My gardenias came into bloom last week. I have a love-hate relationship with them. I love them because they're low-maintanence, elegant plants with beautiful, pinwheel-like flowers and an exotic, tropical, seductive smell. I hate them because more than a few moments in the same room with them can be too much. (I have a bunch sitting less than a foot from me as I type, and I have breathe through my mouth.) As they bloom then decline, their scent goes from exotic to just plain slatternly and strident. What's more, they don't drop, and I have to deadhead them daily or my bushes are covered in brown, gnarly-smelling blossoms.
As white flowers that bloom during the dry period, they're also constantly under attack by scale and the subsequent black soot. (Scales, tiny insects whose excretions create the ideal medium for black, sooty mold, are attracted to white flowers, particularly magnolias and gardenias.) It's fairly easy to deal with the disease, though: Soap spray and a blast from my watering gun.
Interestingly, I bought two (genetically) identical bushes (grafted Miami Supreme) two years ago.
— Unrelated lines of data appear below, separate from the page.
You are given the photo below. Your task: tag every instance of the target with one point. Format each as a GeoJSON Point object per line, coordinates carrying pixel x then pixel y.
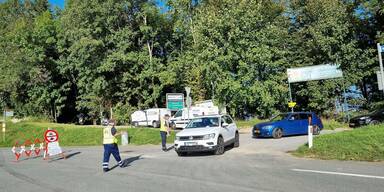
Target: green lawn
{"type": "Point", "coordinates": [362, 144]}
{"type": "Point", "coordinates": [332, 124]}
{"type": "Point", "coordinates": [74, 135]}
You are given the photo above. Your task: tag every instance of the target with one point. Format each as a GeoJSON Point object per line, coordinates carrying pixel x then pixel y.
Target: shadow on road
{"type": "Point", "coordinates": [66, 156]}
{"type": "Point", "coordinates": [170, 148]}
{"type": "Point", "coordinates": [205, 153]}
{"type": "Point", "coordinates": [127, 162]}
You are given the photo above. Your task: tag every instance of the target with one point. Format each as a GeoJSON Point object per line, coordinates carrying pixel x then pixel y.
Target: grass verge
{"type": "Point", "coordinates": [74, 135]}
{"type": "Point", "coordinates": [332, 124]}
{"type": "Point", "coordinates": [363, 144]}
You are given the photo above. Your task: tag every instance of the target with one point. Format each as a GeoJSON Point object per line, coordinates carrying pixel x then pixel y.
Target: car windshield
{"type": "Point", "coordinates": [203, 122]}
{"type": "Point", "coordinates": [279, 117]}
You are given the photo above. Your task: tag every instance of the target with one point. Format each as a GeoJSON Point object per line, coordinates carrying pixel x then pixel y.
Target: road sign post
{"type": "Point", "coordinates": [4, 125]}
{"type": "Point", "coordinates": [175, 101]}
{"type": "Point", "coordinates": [311, 73]}
{"type": "Point", "coordinates": [189, 99]}
{"type": "Point", "coordinates": [310, 132]}
{"type": "Point", "coordinates": [380, 49]}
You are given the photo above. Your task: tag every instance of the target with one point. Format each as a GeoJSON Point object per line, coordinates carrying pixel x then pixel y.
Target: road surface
{"type": "Point", "coordinates": [258, 165]}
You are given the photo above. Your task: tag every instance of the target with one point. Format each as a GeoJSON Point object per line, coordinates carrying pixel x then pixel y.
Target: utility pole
{"type": "Point", "coordinates": [379, 50]}
{"type": "Point", "coordinates": [290, 94]}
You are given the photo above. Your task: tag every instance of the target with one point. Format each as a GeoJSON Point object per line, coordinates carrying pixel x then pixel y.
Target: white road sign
{"type": "Point", "coordinates": [313, 73]}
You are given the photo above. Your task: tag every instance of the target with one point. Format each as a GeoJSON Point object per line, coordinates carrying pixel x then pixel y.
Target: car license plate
{"type": "Point", "coordinates": [190, 143]}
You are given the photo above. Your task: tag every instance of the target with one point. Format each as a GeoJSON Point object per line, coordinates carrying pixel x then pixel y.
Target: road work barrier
{"type": "Point", "coordinates": [28, 149]}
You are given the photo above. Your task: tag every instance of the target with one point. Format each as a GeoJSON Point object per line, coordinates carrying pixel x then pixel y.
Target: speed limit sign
{"type": "Point", "coordinates": [51, 136]}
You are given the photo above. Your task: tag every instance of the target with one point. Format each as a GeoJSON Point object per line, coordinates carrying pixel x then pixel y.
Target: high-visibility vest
{"type": "Point", "coordinates": [108, 138]}
{"type": "Point", "coordinates": [163, 127]}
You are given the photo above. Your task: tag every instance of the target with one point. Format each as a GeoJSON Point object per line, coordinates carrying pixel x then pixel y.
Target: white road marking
{"type": "Point", "coordinates": [338, 173]}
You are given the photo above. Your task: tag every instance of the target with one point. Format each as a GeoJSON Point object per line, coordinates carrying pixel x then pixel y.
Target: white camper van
{"type": "Point", "coordinates": [183, 116]}
{"type": "Point", "coordinates": [149, 117]}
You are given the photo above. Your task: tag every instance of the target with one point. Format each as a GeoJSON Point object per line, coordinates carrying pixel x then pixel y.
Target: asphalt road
{"type": "Point", "coordinates": [258, 165]}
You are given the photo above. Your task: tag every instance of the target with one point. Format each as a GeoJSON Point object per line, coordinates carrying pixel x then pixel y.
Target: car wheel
{"type": "Point", "coordinates": [220, 146]}
{"type": "Point", "coordinates": [316, 130]}
{"type": "Point", "coordinates": [277, 133]}
{"type": "Point", "coordinates": [374, 122]}
{"type": "Point", "coordinates": [237, 140]}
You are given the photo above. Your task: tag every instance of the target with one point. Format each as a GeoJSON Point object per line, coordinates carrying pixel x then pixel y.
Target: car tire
{"type": "Point", "coordinates": [237, 140]}
{"type": "Point", "coordinates": [316, 130]}
{"type": "Point", "coordinates": [277, 133]}
{"type": "Point", "coordinates": [220, 146]}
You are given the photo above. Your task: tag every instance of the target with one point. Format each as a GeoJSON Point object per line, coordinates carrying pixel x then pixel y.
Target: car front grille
{"type": "Point", "coordinates": [191, 138]}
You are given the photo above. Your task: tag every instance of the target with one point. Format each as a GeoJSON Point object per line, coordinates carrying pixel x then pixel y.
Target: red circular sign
{"type": "Point", "coordinates": [51, 136]}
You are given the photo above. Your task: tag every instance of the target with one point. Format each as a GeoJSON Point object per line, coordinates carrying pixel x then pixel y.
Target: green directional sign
{"type": "Point", "coordinates": [175, 101]}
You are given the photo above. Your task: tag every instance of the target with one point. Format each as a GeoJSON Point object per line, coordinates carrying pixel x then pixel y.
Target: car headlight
{"type": "Point", "coordinates": [267, 127]}
{"type": "Point", "coordinates": [209, 136]}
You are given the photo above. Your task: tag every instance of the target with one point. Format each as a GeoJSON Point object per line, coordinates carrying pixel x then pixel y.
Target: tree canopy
{"type": "Point", "coordinates": [97, 55]}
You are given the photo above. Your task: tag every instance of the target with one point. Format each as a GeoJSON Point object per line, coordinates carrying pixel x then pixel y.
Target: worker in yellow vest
{"type": "Point", "coordinates": [110, 145]}
{"type": "Point", "coordinates": [164, 131]}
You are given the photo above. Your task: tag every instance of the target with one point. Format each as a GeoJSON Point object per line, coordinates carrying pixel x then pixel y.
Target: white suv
{"type": "Point", "coordinates": [207, 133]}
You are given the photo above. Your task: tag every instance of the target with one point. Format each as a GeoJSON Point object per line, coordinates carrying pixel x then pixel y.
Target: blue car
{"type": "Point", "coordinates": [288, 124]}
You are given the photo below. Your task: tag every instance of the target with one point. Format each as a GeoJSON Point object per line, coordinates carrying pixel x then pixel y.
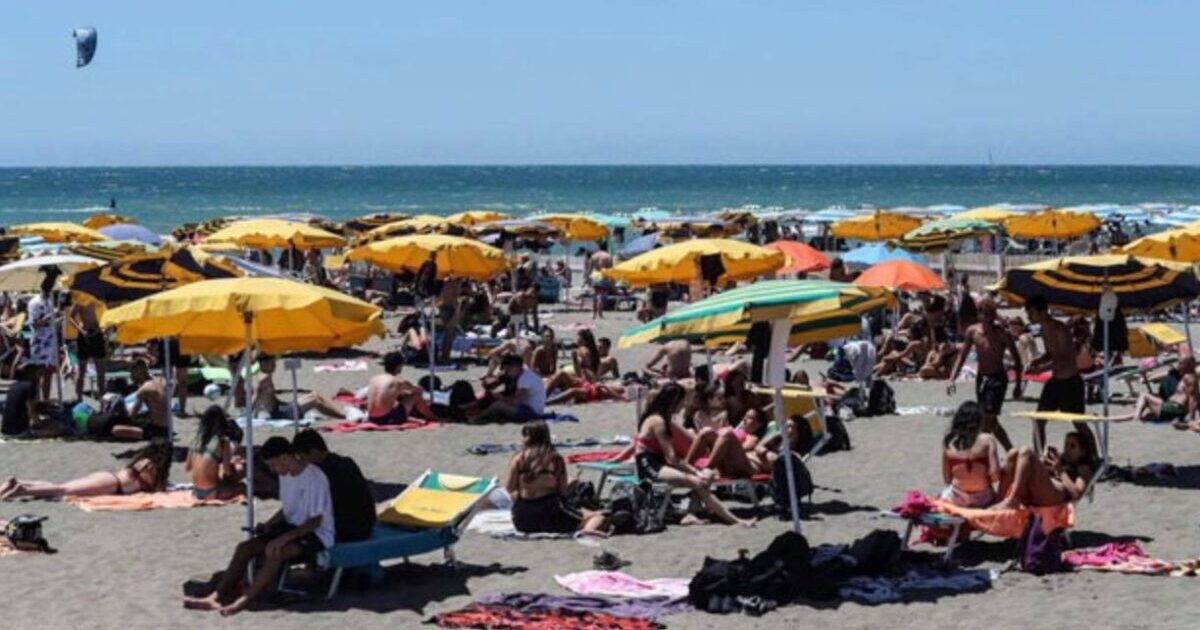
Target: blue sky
{"type": "Point", "coordinates": [601, 82]}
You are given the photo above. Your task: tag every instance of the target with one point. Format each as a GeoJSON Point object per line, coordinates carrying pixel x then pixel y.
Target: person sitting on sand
{"type": "Point", "coordinates": [970, 460]}
{"type": "Point", "coordinates": [147, 407]}
{"type": "Point", "coordinates": [657, 460]}
{"type": "Point", "coordinates": [537, 481]}
{"type": "Point", "coordinates": [545, 357]}
{"type": "Point", "coordinates": [609, 364]}
{"type": "Point", "coordinates": [354, 507]}
{"type": "Point", "coordinates": [147, 472]}
{"type": "Point", "coordinates": [267, 399]}
{"type": "Point", "coordinates": [303, 528]}
{"type": "Point", "coordinates": [523, 400]}
{"type": "Point", "coordinates": [1053, 480]}
{"type": "Point", "coordinates": [731, 451]}
{"type": "Point", "coordinates": [390, 399]}
{"type": "Point", "coordinates": [211, 461]}
{"type": "Point", "coordinates": [678, 360]}
{"type": "Point", "coordinates": [1177, 395]}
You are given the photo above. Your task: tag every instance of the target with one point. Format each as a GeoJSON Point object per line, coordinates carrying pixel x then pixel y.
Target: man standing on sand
{"type": "Point", "coordinates": [990, 342]}
{"type": "Point", "coordinates": [1065, 391]}
{"type": "Point", "coordinates": [303, 528]}
{"type": "Point", "coordinates": [678, 360]}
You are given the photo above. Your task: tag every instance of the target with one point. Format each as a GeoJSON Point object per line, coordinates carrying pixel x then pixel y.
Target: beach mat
{"type": "Point", "coordinates": [141, 502]}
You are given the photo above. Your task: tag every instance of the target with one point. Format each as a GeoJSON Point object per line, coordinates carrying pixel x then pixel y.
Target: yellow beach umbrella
{"type": "Point", "coordinates": [1057, 225]}
{"type": "Point", "coordinates": [473, 217]}
{"type": "Point", "coordinates": [681, 262]}
{"type": "Point", "coordinates": [211, 317]}
{"type": "Point", "coordinates": [101, 220]}
{"type": "Point", "coordinates": [879, 226]}
{"type": "Point", "coordinates": [575, 227]}
{"type": "Point", "coordinates": [456, 256]}
{"type": "Point", "coordinates": [988, 213]}
{"type": "Point", "coordinates": [1181, 245]}
{"type": "Point", "coordinates": [234, 315]}
{"type": "Point", "coordinates": [59, 232]}
{"type": "Point", "coordinates": [267, 233]}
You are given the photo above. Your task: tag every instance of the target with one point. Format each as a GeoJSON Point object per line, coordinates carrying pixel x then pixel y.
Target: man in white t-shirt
{"type": "Point", "coordinates": [301, 528]}
{"type": "Point", "coordinates": [522, 401]}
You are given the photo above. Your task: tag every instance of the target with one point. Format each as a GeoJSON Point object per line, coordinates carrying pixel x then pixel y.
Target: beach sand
{"type": "Point", "coordinates": [130, 569]}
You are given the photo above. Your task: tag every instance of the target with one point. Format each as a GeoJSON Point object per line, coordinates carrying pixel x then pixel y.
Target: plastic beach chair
{"type": "Point", "coordinates": [429, 515]}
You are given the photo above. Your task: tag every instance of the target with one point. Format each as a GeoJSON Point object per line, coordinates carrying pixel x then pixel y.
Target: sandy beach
{"type": "Point", "coordinates": [131, 569]}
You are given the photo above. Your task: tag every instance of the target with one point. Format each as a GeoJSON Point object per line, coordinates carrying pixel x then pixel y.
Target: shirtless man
{"type": "Point", "coordinates": [545, 357]}
{"type": "Point", "coordinates": [599, 261]}
{"type": "Point", "coordinates": [267, 400]}
{"type": "Point", "coordinates": [1176, 407]}
{"type": "Point", "coordinates": [1065, 390]}
{"type": "Point", "coordinates": [390, 399]}
{"type": "Point", "coordinates": [990, 342]}
{"type": "Point", "coordinates": [91, 345]}
{"type": "Point", "coordinates": [678, 360]}
{"type": "Point", "coordinates": [147, 407]}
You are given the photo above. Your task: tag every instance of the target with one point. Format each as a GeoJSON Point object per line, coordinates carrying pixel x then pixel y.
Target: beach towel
{"type": "Point", "coordinates": [637, 609]}
{"type": "Point", "coordinates": [503, 617]}
{"type": "Point", "coordinates": [145, 501]}
{"type": "Point", "coordinates": [874, 589]}
{"type": "Point", "coordinates": [1011, 523]}
{"type": "Point", "coordinates": [618, 585]}
{"type": "Point", "coordinates": [585, 443]}
{"type": "Point", "coordinates": [354, 427]}
{"type": "Point", "coordinates": [276, 423]}
{"type": "Point", "coordinates": [347, 365]}
{"type": "Point", "coordinates": [594, 456]}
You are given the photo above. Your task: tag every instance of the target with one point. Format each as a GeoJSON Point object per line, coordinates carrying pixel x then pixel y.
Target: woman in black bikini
{"type": "Point", "coordinates": [657, 460]}
{"type": "Point", "coordinates": [147, 472]}
{"type": "Point", "coordinates": [538, 483]}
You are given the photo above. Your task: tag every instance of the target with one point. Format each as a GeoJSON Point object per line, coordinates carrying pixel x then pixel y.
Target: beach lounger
{"type": "Point", "coordinates": [429, 515]}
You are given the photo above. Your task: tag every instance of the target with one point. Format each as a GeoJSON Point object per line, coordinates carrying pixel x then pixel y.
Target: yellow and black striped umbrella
{"type": "Point", "coordinates": [1075, 283]}
{"type": "Point", "coordinates": [137, 276]}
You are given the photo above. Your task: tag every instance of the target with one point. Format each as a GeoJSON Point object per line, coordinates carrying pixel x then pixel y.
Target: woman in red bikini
{"type": "Point", "coordinates": [147, 472]}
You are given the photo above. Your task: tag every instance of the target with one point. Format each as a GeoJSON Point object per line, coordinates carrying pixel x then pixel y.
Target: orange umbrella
{"type": "Point", "coordinates": [900, 275]}
{"type": "Point", "coordinates": [799, 258]}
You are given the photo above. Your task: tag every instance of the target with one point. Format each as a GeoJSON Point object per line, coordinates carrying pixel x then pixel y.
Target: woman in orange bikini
{"type": "Point", "coordinates": [970, 460]}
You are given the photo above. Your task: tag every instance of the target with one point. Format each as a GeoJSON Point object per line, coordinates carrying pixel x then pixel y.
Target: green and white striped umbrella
{"type": "Point", "coordinates": [819, 310]}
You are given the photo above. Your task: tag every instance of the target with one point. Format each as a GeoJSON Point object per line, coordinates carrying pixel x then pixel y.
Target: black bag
{"type": "Point", "coordinates": [882, 400]}
{"type": "Point", "coordinates": [779, 483]}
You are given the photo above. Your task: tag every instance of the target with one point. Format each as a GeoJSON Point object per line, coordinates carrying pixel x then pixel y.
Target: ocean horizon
{"type": "Point", "coordinates": [163, 197]}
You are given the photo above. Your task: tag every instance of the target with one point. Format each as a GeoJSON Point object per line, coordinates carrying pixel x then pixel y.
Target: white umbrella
{"type": "Point", "coordinates": [25, 275]}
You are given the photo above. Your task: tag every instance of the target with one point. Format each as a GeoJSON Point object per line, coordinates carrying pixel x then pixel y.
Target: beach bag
{"type": "Point", "coordinates": [882, 400]}
{"type": "Point", "coordinates": [779, 483]}
{"type": "Point", "coordinates": [1041, 553]}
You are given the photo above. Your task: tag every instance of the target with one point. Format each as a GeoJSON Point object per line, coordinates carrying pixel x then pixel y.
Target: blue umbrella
{"type": "Point", "coordinates": [640, 245]}
{"type": "Point", "coordinates": [870, 255]}
{"type": "Point", "coordinates": [131, 232]}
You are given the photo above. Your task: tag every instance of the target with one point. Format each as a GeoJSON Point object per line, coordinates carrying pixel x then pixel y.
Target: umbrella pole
{"type": "Point", "coordinates": [171, 390]}
{"type": "Point", "coordinates": [780, 329]}
{"type": "Point", "coordinates": [295, 397]}
{"type": "Point", "coordinates": [250, 426]}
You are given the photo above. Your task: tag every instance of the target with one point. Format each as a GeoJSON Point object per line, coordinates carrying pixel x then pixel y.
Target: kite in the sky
{"type": "Point", "coordinates": [85, 46]}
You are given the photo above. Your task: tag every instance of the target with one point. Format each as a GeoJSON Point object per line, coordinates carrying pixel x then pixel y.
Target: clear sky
{"type": "Point", "coordinates": [451, 82]}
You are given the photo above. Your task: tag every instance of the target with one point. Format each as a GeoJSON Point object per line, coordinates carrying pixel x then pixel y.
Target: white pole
{"type": "Point", "coordinates": [247, 357]}
{"type": "Point", "coordinates": [171, 391]}
{"type": "Point", "coordinates": [780, 329]}
{"type": "Point", "coordinates": [295, 400]}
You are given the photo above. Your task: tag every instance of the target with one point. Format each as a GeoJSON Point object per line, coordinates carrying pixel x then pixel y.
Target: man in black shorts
{"type": "Point", "coordinates": [1065, 391]}
{"type": "Point", "coordinates": [990, 342]}
{"type": "Point", "coordinates": [301, 528]}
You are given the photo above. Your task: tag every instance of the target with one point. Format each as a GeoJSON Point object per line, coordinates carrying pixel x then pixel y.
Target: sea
{"type": "Point", "coordinates": [162, 198]}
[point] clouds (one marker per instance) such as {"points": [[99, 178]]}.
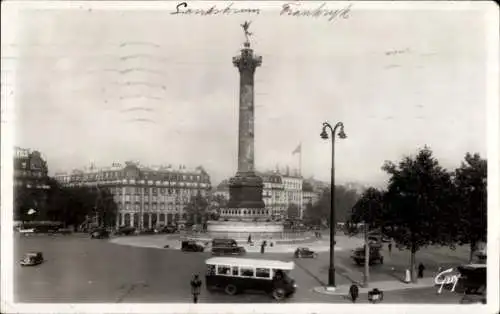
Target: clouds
{"points": [[82, 72]]}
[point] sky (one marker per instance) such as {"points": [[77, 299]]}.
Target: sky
{"points": [[397, 79]]}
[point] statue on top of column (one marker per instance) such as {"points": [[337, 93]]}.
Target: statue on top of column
{"points": [[245, 27]]}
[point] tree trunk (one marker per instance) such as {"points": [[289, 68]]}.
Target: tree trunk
{"points": [[473, 248], [367, 258], [412, 264]]}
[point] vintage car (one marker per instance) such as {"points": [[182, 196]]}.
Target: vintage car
{"points": [[167, 229], [228, 250], [32, 259], [358, 256], [303, 252], [99, 233], [473, 283], [192, 246], [125, 231]]}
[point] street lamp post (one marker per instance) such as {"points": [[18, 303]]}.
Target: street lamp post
{"points": [[324, 135]]}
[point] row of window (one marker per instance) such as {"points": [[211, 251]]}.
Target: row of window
{"points": [[37, 174], [153, 191], [242, 271], [114, 175], [164, 198], [146, 207], [246, 212]]}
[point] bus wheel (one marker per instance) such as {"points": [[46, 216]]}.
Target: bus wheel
{"points": [[210, 289], [231, 289], [279, 294]]}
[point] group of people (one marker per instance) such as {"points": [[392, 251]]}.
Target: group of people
{"points": [[262, 245]]}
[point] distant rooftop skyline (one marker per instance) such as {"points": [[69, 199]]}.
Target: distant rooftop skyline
{"points": [[123, 90]]}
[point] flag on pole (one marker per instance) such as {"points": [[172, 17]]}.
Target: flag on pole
{"points": [[298, 150]]}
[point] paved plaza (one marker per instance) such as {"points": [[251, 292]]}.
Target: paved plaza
{"points": [[78, 269]]}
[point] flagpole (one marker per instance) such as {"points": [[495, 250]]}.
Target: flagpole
{"points": [[300, 160]]}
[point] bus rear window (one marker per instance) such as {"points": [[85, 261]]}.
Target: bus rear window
{"points": [[263, 273], [223, 270], [210, 269], [246, 272]]}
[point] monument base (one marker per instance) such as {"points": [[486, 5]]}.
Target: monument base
{"points": [[245, 190], [243, 229]]}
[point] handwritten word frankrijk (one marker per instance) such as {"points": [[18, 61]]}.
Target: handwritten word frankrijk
{"points": [[443, 278], [181, 8], [320, 11]]}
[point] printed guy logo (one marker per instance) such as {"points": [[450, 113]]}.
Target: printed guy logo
{"points": [[443, 278]]}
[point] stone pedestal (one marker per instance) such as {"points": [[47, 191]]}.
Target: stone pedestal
{"points": [[246, 212], [245, 191]]}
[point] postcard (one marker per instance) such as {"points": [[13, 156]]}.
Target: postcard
{"points": [[250, 157]]}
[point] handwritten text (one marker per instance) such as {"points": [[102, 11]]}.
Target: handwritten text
{"points": [[444, 278], [321, 11], [181, 8]]}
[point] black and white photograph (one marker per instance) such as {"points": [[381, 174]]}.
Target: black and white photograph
{"points": [[233, 156]]}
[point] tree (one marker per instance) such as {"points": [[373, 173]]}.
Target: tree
{"points": [[197, 208], [417, 196], [369, 209], [344, 201], [471, 188], [72, 205], [293, 211]]}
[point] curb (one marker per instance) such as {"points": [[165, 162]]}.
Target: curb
{"points": [[344, 289]]}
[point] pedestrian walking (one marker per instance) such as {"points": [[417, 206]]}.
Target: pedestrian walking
{"points": [[354, 292], [421, 269], [195, 288]]}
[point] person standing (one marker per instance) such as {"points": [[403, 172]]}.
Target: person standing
{"points": [[421, 269], [354, 292], [195, 288]]}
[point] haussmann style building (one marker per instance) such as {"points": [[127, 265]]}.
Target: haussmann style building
{"points": [[146, 196]]}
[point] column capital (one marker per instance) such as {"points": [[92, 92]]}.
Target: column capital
{"points": [[247, 61]]}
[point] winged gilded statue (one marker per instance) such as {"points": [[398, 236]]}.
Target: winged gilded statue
{"points": [[245, 27]]}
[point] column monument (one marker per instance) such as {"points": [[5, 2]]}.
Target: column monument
{"points": [[245, 212]]}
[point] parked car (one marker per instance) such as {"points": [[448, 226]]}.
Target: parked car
{"points": [[237, 275], [358, 255], [192, 246], [148, 231], [99, 233], [26, 231], [303, 252], [125, 231], [228, 250], [32, 259], [223, 242], [64, 231], [168, 229]]}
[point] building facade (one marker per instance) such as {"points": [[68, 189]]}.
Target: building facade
{"points": [[30, 182], [279, 193], [146, 196]]}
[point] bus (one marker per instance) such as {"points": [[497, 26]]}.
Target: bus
{"points": [[236, 275]]}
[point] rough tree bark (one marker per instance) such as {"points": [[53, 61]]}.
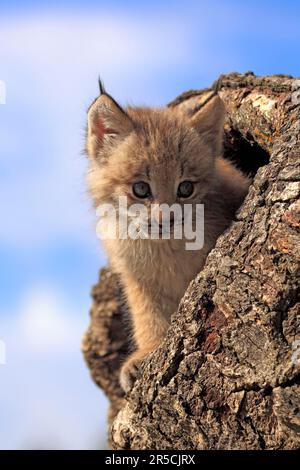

One gets a lot more sun, and seems to suffer more from the scale and mold than the other, which is in partial shade. What's more, the one in more shade is generally healthier (thicker trunk, fuller shape), with deep green leaves and abundant blooms. Supposedly gardenias should be planted in full sun, but my experience indicates otherwise.

1 comment:

Anonymous said...

Thank you for your observations of your gardenia plants. I am having trouble growing healthy plants and I will try your suggestions.